Jeanne Bonner  with her son, Leo, 5, at a spot along the Atlanta Beltline.

Credit: Bob Andres

Credit: Bob Andres

Jeanne Bonner with her son, Leo, 5, at a spot along the Atlanta Beltline.

A reluctant Atlanta transplant says goodbye to a city that became home

“It’s all downhill from here,” my father said.

It was the summer of 1998, and I was sitting in my apartment, not far from the Piazza Santa Croce in Florence, calling my parents in New York to announce I would soon be returning to the States – something my dad had been urging me to do.

Had he really predicted that my life post-Florence would never measure up to this moment? I don’t remember how I replied.

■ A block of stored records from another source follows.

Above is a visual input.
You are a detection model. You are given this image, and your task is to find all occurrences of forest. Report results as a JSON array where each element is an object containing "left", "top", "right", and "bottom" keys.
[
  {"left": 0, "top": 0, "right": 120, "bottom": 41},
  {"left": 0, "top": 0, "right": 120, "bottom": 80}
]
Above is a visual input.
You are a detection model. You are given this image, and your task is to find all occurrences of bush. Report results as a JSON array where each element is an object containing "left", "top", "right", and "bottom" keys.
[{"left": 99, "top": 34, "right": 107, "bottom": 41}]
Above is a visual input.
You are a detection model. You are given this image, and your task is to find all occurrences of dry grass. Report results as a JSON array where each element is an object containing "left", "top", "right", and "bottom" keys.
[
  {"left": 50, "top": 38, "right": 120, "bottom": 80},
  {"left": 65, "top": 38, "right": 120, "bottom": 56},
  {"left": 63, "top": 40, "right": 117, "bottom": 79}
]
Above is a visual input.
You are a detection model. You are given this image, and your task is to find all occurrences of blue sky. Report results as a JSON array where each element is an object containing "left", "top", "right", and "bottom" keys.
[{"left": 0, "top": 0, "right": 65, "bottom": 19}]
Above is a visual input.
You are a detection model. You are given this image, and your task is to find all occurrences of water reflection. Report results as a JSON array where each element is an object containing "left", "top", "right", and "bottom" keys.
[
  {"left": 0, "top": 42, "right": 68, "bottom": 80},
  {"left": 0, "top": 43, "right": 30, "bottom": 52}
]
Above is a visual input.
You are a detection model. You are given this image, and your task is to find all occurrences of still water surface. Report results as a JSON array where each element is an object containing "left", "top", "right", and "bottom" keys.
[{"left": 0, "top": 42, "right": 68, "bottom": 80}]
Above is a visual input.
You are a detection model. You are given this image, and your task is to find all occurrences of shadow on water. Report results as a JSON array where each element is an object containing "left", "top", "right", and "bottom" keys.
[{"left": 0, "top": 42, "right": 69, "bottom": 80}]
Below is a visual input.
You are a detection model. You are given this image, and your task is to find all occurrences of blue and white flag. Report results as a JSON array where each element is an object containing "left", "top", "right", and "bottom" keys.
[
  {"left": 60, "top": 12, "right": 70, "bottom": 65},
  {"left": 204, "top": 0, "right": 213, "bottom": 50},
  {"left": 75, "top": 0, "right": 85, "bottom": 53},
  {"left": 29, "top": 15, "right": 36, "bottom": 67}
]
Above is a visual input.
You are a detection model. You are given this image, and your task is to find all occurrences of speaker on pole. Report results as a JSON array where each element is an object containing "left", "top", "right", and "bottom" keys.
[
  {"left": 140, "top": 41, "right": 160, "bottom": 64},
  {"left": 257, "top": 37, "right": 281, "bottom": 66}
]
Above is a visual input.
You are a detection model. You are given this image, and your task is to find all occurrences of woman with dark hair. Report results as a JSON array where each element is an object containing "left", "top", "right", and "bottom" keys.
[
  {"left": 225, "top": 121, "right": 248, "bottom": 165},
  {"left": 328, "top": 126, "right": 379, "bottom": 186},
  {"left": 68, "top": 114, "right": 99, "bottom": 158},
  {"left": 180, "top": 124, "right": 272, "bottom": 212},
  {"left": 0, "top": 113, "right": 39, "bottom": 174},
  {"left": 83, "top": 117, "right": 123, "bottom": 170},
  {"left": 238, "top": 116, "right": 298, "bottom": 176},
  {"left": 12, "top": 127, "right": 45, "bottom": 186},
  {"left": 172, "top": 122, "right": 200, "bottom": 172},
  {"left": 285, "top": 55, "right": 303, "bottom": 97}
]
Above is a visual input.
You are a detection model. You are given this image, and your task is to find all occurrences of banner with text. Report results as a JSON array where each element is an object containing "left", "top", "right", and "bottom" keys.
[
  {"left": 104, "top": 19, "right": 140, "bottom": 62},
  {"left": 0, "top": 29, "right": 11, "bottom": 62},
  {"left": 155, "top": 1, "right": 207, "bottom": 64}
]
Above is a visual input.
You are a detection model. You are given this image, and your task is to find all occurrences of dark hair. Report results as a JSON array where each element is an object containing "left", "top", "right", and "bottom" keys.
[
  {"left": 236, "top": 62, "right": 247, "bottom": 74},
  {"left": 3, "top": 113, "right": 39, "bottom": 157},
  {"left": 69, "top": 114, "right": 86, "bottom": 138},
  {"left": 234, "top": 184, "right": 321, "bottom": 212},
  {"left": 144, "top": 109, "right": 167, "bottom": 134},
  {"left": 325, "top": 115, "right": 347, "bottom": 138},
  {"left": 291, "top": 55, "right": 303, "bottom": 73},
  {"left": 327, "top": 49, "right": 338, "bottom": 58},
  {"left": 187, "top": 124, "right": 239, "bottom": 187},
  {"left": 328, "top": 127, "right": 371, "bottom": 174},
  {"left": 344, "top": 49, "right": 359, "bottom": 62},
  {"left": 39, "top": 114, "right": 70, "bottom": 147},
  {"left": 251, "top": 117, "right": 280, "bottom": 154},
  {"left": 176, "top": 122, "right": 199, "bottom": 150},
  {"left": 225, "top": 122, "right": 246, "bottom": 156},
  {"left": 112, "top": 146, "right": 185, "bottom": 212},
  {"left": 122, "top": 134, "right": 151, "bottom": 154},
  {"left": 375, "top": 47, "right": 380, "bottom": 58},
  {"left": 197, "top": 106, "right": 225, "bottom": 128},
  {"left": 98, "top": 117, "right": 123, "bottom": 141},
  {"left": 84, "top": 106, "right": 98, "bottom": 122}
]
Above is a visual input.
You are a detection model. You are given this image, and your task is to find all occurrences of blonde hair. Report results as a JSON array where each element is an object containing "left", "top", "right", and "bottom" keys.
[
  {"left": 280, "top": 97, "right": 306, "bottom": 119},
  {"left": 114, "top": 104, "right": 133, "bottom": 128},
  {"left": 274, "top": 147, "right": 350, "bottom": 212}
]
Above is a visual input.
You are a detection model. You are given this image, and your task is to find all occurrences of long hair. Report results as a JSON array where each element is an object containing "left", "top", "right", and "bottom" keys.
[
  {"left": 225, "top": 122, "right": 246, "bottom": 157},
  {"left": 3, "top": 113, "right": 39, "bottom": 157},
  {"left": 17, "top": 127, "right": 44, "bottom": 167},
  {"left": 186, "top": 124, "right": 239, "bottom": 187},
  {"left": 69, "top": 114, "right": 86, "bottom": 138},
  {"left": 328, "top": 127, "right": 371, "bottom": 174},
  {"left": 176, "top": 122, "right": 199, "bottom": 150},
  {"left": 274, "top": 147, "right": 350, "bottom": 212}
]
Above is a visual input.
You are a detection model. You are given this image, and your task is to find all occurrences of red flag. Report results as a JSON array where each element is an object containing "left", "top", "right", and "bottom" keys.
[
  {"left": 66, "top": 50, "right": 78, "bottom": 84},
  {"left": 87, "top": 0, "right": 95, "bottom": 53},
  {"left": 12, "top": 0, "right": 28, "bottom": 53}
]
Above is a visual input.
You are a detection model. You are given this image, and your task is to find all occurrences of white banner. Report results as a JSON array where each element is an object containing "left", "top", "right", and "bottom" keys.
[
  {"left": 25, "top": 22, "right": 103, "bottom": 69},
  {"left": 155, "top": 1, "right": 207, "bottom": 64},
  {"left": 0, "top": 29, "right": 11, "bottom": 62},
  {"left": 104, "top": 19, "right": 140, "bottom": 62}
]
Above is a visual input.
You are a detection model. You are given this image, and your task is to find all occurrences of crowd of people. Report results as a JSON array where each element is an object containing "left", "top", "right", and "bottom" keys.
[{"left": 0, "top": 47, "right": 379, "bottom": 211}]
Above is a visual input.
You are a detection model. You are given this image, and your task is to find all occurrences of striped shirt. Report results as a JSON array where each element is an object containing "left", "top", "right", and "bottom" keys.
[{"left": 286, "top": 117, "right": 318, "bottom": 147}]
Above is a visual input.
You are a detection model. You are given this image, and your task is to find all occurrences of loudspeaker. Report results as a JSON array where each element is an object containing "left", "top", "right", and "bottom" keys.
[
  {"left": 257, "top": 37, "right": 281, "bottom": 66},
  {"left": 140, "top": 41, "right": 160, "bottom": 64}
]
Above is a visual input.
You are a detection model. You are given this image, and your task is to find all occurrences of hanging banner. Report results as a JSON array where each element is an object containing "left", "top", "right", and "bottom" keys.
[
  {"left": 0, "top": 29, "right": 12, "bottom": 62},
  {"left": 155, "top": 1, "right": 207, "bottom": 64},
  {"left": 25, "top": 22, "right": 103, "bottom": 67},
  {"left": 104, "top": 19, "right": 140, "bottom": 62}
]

I only remember looking around my flat and feeling the push and pull of my two worlds as I watched my neighbor’s laundry flutter over our narrow, cobblestone street.

I’d wound up in Florence because I was an Italian major in college. Lured by the magic of a semester abroad in the Tuscan city of Siena, I was determined to go back and live in Italy. So I took off for the city of Dante right after graduation, living in Florence for several years.

But then I met an American in Italy — a fellow New York stater — and we fell in love. So after a few weeks at home on Long Island with my parents, I flew to Atlanta to join him for his new Stateside work assignment.

Where do you go when you leave the birthplace of the Italian renaissance? Unless it’s New York or Paris or heaven, you’re in a pickle. No place in Atlanta could match my final apartment in Florence, which had been at the top of a medieval tower with a nearly 360-degree view of the city.

But I learned something about myself during that grieving period. To paraphrase the Italian novelist Antonio Tabucchi, we become fused with the places we inhabit. Somehow, often unbeknownst to us, we carry those places around with us. We don’t ever truly leave them because they don’t ever truly leave us.

His idea resonates especially now because this month, I’ll finish packing up a literary hoarder’s worth of books, articles and mementos from my house in Grant Park and I’ll move to Connecticut to be closer to family. And once that’s done, most likely I’ll never return to Atlanta to live.